Frankfurt/Main (dpa) - In einem insgesamt eher impulslosen Handel haben sich die wichtigsten deutschen Aktienindizes am Montag nur wenig von der Stelle bewegt. Der Dax zeigte sich mit einem Plus von 0,21 Prozent auf 7609 Punkte eher antriebsarm.

Der MDax rückte um 0,15 Prozent auf 12 984 Punkte vor, und der TecDax verzeichnete zuletzt ein Minus von 0,22 Prozent auf 897 Punkten. «Es gibt nur wenig Impulse», fasste Händler Niklas Breckling von der Schnigge Wertpapierhandelsbank das Marktgeschehen zusammen. Seiner Meinung nach ist die jüngste Korrektur aber noch nicht ganz abgeschlossen. Sie könnte den Markt noch bis auf 7300 Punkte drücken.

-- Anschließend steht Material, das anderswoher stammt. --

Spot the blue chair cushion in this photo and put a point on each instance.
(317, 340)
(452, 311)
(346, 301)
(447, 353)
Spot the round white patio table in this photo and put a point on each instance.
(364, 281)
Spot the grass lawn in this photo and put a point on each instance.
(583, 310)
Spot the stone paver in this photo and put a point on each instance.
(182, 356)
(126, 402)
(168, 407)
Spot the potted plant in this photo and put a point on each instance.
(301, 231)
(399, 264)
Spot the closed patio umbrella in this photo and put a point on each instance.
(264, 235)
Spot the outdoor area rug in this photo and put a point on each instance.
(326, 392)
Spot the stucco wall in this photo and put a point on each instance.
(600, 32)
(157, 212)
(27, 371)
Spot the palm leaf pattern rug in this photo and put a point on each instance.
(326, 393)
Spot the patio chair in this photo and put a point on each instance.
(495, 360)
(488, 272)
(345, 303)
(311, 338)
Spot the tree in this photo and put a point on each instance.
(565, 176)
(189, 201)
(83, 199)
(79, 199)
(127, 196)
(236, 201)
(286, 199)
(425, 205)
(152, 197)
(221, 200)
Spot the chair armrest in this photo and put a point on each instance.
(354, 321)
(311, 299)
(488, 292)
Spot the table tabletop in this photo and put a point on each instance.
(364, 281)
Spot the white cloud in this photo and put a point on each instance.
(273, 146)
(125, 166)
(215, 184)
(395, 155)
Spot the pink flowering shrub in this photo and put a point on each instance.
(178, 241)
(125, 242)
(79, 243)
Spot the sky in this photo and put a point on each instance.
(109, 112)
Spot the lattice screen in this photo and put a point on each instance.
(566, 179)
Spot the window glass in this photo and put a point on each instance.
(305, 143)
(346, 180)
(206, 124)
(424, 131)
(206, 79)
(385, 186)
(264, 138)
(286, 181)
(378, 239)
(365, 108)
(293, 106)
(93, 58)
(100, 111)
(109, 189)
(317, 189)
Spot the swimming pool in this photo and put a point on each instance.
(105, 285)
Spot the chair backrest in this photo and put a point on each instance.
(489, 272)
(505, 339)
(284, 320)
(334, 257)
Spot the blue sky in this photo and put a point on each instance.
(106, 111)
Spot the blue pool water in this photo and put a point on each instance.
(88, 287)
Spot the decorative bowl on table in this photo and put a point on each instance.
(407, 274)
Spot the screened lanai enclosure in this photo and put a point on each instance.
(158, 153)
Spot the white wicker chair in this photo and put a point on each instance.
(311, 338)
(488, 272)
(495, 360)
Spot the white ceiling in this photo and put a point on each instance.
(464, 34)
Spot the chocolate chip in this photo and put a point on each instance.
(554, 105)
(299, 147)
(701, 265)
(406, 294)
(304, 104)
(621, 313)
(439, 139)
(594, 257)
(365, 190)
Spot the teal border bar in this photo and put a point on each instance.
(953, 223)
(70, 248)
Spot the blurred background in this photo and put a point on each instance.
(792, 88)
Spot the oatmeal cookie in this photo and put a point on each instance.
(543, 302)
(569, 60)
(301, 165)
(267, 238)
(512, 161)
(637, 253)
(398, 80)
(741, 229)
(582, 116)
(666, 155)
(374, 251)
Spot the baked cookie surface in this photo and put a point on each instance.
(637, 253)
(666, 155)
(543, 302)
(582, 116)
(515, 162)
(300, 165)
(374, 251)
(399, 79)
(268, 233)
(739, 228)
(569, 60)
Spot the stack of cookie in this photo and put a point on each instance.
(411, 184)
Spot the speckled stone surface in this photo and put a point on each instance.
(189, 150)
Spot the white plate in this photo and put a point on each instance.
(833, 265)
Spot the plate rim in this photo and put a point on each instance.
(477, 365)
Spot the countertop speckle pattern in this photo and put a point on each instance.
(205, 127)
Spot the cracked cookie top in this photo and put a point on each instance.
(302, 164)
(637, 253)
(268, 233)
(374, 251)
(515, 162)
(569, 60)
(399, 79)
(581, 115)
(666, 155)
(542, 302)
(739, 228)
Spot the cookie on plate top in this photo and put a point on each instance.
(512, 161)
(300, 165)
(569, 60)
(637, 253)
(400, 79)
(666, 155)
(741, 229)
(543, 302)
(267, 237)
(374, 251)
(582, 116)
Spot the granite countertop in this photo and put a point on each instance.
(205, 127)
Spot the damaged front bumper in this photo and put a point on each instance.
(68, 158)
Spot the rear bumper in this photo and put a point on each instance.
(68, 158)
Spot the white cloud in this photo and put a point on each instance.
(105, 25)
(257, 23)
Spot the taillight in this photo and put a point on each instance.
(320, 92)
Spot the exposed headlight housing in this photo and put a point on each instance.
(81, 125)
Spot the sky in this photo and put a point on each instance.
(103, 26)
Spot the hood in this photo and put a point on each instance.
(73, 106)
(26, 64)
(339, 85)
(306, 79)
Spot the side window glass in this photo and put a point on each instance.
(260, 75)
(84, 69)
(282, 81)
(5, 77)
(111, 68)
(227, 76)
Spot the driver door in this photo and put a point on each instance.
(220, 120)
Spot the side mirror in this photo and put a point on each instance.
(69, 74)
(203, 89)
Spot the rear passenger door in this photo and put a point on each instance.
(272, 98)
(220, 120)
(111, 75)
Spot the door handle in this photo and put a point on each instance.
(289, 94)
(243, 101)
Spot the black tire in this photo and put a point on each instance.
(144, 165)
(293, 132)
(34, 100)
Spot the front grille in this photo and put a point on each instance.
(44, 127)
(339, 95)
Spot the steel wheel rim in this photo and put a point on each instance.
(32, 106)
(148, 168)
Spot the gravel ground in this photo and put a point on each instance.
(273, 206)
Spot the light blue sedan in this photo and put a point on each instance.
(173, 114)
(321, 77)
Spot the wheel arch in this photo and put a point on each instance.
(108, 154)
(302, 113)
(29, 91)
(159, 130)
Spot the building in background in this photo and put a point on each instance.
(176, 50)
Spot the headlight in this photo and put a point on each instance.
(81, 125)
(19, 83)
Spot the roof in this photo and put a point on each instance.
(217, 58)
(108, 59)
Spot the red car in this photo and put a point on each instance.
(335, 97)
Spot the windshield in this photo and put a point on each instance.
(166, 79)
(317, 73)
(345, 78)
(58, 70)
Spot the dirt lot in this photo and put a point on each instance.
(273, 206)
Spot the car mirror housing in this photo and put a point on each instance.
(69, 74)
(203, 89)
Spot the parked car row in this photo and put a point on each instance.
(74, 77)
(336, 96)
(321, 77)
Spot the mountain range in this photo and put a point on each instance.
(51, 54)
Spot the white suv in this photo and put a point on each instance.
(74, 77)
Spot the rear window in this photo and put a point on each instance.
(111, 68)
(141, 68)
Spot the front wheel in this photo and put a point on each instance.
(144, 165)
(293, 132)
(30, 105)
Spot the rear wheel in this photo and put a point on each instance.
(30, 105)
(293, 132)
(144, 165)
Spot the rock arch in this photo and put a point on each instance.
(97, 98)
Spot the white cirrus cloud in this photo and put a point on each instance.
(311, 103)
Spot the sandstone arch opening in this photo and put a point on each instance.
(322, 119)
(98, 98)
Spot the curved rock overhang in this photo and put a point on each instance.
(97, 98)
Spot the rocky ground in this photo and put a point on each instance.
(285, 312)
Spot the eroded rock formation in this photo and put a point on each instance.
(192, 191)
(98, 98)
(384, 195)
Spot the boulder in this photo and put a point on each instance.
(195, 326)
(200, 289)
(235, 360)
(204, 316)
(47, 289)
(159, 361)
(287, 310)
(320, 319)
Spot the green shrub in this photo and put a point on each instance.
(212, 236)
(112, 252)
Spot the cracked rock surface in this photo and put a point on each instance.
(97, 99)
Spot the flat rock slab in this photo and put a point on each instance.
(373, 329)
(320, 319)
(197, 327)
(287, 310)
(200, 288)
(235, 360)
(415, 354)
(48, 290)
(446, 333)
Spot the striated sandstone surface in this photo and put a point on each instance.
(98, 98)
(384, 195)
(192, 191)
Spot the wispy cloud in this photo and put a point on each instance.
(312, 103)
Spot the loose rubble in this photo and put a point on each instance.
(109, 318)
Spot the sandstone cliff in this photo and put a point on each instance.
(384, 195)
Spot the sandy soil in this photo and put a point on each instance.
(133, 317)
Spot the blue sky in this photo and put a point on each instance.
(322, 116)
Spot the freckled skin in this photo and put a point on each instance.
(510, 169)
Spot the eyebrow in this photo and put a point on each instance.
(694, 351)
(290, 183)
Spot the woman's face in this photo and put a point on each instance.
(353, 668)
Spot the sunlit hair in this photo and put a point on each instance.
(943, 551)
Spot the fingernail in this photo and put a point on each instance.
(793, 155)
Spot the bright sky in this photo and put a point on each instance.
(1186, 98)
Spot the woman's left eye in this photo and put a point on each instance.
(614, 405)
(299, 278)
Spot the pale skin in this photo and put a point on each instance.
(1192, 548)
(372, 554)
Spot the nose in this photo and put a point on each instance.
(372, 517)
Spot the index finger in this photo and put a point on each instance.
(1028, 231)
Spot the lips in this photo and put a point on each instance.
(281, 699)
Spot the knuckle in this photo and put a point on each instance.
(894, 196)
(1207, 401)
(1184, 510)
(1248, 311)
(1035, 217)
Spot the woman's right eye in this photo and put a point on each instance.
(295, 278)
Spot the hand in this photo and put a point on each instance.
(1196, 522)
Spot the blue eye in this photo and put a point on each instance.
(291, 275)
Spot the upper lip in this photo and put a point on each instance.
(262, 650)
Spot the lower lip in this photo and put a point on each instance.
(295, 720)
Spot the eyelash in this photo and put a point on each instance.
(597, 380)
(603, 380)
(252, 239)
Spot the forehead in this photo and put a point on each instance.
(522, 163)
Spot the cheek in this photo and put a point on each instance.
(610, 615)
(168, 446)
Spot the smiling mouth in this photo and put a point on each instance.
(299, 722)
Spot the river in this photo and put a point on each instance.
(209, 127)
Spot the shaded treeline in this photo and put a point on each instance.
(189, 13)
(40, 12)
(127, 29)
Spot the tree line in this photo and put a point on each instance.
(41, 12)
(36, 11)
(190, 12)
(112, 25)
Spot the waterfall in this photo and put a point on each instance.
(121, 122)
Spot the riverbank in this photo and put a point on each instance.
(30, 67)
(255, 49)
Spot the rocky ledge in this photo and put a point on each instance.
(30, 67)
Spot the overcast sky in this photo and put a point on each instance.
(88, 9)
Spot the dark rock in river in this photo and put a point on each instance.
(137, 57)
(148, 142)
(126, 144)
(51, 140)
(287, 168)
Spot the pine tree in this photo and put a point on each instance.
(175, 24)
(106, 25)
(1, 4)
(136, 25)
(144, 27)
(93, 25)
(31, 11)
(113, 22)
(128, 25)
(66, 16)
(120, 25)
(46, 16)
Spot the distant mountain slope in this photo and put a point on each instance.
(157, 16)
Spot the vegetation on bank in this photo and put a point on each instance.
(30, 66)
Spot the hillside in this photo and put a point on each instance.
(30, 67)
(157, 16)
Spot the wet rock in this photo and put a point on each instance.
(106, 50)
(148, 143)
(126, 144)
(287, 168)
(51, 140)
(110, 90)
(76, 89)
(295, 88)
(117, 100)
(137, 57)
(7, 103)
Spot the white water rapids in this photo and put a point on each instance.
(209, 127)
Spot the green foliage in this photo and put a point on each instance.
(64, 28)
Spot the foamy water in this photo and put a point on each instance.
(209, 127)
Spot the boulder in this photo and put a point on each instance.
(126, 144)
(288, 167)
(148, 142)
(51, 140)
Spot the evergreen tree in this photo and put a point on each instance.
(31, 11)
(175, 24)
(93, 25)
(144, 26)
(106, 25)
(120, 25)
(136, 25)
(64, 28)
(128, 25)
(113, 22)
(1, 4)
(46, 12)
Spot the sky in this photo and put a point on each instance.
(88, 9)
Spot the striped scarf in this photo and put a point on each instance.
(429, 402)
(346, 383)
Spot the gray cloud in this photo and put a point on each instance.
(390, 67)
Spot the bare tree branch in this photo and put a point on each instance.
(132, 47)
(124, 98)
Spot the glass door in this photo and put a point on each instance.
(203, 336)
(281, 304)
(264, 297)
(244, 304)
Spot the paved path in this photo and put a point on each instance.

Das G20-Treffen am Wochenende habe sich kaum als Treiber erwiesen, so Breckling. Für Marktstratege Ishaq Siddiqi von ETX Capital liefert der Mangel an bewegenden Wirtschaftsdaten vielen Marktteilnehmern eine gute Entschuldigung, sich an die Seitenlinie zu begeben und dem Geschehen eher passiv zuzuschauen.

Im Nachmittagshandel kam vor allem in die Metro-Aktien noch etwas Bewegung. Die Aktien verringerten ihr früheres Plus von mehr als einem auf zuletzt 0,27 Prozent. Der Mitbegründer des größten deutschen Handelskonzerns, Otto Beisheim, ist tot, wie die Agentur Brunswick als Vertreter des Familienbüros der Otto-Beisheim-Gruppe mit. Bei der Gruppe wird auch weiterhin der Anteil der Metro von zuletzt knapp zehn Prozent liegen. Aktienverkäufe seien nicht geplant, sagte eine Sprecherin.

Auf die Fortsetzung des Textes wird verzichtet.